On 7th October 2025, the Nobel Prize in Physiology or Medicine was awarded to Mary Brunkow, Fred Ramsdell, and Shimon Sakaguchi for their groundbreaking discoveries that revealed how the human immune system prevents itself from attacking the body it is meant to protect.

  • The 2025 Nobel Prize in Physiology or Medicine recognized the trio’s discovery of the biological mechanism behind “peripheral immune tolerance,” a crucial process that keeps the immune system from damaging the body’s own tissues.
  • Shimon Sakaguchi, a Japanese immunologist, made the initial breakthrough in 1995 when he identified a previously unknown class of immune cells, later termed regulatory T cells, which act as the immune system’s gatekeepers to prevent autoimmune responses.

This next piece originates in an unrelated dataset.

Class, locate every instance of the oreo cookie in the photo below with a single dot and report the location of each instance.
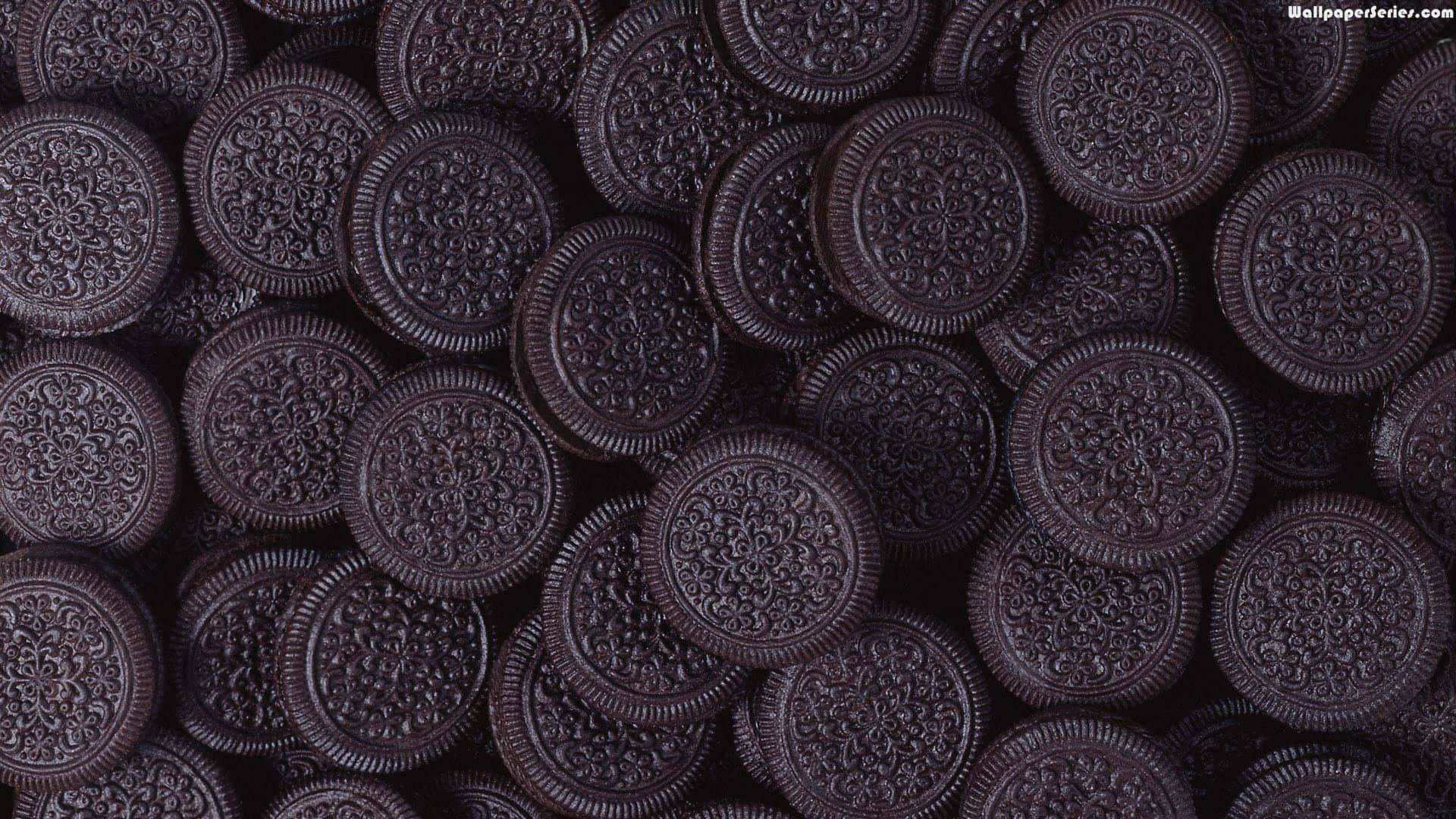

  • Before Sakaguchi’s discovery, scientists largely believed that immune tolerance occurred solely through “central tolerance,” where potentially harmful immune cells were eliminated early in their development, but his work revealed a far more intricate system of immune regulation.
  • Mary Brunkow and Fred Ramsdell expanded on Sakaguchi’s findings in 2001 when they discovered that mice prone to autoimmune diseases carried a mutation in a gene they named Foxp3, which they found to be essential in maintaining immune balance.